The Culture of Opera Buffa in Mozart's Vienna: A Poetics of Entertainment

By Mary Hunter | Go to book overview

INTRODUCTION

THEATRICAL CONVERSATIONS

To the Burgtheater audience watching Da Ponte and Mozart's Le nozze di Figaro in the spring of 1786, the spectacle of Susanna fending off the unwelcome advances of the Count and finally achieving happiness with Figaro would have seemed quite familiar, notwithstanding the many and well-advertised novelties of the work.1 Many, if not most, audience members would have known Le mariage de Figaro, the play by Pierre Augustin Caron de Beaumarchais on which the opera is based, as by the end of 1785 it had been published in German translation and was in any case something of a cause célèbre.2 The audience could also have recognized Figaro himself and the Count and Countess Almaviva from Petrosellini and Paisiello's Il barbiere di Siviglia, a setting of the first play in Beaumarchais's trilogy, which had enjoyed its thirty-eighth performance at the Burgtheater only three months before the premiere of Figaro.3 Regulars at the Burgtheater would also have recognized the more general theme of a virtuous lowerclass woman importuned by a nobleman and eventually allowed to return to her proper lover.
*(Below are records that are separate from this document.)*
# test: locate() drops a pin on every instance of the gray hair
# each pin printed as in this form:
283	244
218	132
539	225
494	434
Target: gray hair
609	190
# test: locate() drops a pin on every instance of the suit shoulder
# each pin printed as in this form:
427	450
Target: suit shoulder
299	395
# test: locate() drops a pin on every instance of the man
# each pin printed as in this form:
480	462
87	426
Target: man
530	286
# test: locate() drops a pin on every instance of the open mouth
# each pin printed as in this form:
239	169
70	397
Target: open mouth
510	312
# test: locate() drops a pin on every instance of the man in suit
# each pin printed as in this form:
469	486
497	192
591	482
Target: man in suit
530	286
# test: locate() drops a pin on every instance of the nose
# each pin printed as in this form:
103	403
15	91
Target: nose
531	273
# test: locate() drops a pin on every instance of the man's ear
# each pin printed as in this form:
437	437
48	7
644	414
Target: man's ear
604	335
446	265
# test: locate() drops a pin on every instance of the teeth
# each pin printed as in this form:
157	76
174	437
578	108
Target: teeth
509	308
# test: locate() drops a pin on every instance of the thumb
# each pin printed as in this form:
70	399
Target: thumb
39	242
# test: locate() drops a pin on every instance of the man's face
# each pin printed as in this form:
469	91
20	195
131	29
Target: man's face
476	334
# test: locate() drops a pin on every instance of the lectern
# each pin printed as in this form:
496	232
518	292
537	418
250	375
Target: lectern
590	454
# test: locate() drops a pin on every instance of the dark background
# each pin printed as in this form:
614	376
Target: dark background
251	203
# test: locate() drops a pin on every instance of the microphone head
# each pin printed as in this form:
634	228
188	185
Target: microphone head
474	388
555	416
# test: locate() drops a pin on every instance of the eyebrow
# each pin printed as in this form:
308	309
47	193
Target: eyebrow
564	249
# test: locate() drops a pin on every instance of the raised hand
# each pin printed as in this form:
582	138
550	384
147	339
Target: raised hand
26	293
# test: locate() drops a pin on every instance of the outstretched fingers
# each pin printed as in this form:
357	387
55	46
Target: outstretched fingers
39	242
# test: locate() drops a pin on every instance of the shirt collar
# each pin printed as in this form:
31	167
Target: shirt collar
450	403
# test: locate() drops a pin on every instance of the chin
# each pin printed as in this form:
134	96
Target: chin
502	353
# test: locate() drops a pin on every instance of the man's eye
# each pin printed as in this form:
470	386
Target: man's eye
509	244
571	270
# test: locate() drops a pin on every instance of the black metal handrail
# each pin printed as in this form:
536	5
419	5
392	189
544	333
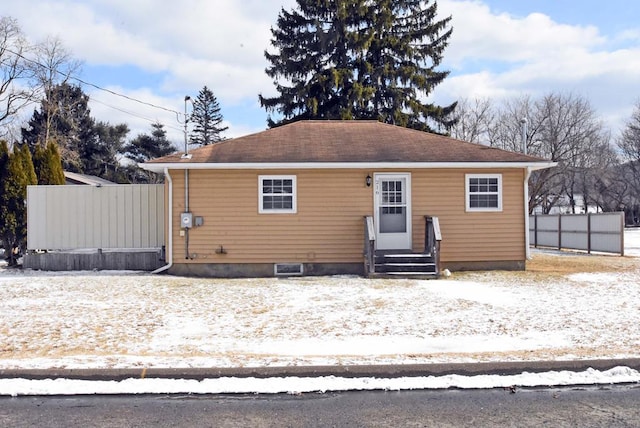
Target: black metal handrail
432	239
369	245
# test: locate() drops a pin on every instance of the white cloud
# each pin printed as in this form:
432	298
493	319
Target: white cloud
500	55
221	44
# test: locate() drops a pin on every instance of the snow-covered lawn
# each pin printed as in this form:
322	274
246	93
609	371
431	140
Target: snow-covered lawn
563	307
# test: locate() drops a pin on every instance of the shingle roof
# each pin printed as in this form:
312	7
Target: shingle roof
350	141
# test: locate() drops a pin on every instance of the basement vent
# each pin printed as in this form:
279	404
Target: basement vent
288	269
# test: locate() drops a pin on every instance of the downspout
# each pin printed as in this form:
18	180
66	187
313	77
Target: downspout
526	214
169	251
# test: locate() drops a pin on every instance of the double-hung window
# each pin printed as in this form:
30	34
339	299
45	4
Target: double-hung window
484	192
277	194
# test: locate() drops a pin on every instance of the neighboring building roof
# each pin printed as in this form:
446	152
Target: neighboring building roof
327	143
91	180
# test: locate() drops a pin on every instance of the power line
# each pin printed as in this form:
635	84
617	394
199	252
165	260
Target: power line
177	113
148	119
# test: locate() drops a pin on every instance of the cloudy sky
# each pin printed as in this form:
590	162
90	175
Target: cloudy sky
159	51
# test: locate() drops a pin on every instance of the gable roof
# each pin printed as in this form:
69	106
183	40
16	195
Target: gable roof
336	143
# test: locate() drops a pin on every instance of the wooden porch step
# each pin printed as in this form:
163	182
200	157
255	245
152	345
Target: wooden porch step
406	264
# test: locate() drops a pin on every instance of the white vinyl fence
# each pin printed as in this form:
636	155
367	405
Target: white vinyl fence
602	232
90	217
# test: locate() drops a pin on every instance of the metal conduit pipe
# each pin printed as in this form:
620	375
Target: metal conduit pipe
169	247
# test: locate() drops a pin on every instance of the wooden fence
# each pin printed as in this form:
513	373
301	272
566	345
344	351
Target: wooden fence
602	232
89	217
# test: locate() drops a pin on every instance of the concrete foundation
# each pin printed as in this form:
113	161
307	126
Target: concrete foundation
479	266
260	270
99	260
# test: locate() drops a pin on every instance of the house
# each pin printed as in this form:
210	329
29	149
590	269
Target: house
314	197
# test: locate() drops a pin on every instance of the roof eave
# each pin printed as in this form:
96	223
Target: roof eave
160	167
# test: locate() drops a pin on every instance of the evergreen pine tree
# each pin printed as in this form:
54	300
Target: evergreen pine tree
4	160
64	117
207	119
359	59
48	165
19	173
56	173
146	147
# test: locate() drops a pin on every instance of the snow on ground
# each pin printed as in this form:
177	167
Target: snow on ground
297	385
131	319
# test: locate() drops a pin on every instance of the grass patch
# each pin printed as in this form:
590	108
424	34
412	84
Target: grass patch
568	263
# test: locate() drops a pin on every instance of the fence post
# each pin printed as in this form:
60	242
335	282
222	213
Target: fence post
622	234
559	232
588	233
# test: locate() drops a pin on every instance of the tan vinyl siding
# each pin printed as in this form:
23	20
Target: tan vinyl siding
470	236
328	226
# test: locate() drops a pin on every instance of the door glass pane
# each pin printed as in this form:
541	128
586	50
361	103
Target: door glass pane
393	220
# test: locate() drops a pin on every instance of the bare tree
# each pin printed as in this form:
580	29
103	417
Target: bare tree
474	120
561	128
16	74
53	68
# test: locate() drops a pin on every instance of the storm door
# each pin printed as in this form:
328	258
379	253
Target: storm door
392	211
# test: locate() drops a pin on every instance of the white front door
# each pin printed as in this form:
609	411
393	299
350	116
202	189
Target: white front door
392	208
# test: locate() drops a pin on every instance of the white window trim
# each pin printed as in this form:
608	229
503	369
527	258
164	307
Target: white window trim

This theme was quite frequently played out on the Burgtheater stage; in May 1786 its most recent instantiations had been Bertati and Bianchi's La villanella rapita, for which Mozart wrote two insertion ensembles,4 and Sarti's Fra i due litiganti, played only five days before Figaro. Three months after the premiere of Figaro, but before it had finished its first run,5 the importuning-nobleman theme was replayed in Bertati and Sarti's I finti eredi, whose Viennese version included an inserted aria by Francesco Piticchio6 in which the lower-class lover, Pierotto, ex

____________________
1
In the preamble to the 1786 libretto, Da Ponte describes Le nozze di Figaro as a “quasi nuovo genere di spettacolo.” Warburton, Libretti, vol. 3, The Mozart–Da Ponte Operas, p. 6.
2
Daniel Heartz, “From Beaumarchais to Da Ponte,” in Mozart's Operas, edited, with contributing essays, by Thomas Bauman (Berkeley: University of California Press, 1990) p. 108, notes that Joseph II allowed a German translation of the play to be published even as he was forbidding a staged production by Schikaneder's troupe. See also Tim Carter, W. A. Mozart: “Le nozze di Figaro” (Cambridge: Cambridge University Press, 1987) p. 35.
3
Michtner, DAB, p. 484, lists the most recent Burgtheater performance of Paisiello's opera before the May 1 premiere of Figaro as occurring on Feb. 1, 1786.
4
It played between November 1785 and February 17, 1786. Dates are from Michtner, DAB, p. 484.
5
Figaro premiered on May 1, 1786, and had eight more performances between then and November 18. I finti eredi premiered on August 1 and had seven more performances between then and December 8 (Michtner, DAB, pp. 485–89).
6
Piticchio seems to have been resident in Vienna from 1786 to 1791. (s.v. “Piticchio” in NGO). Da Ponte wrote one complete libretto, Il Bertoldo, for him, which had eight performances in 1787. Da Ponte described him as “a man of little intelligence and imperceptible (scarsissima) musical talent,” a judgment contrasting sharply with Gerber's, who found his music “passionate” and interesting. The aria in question is competent but not passionate.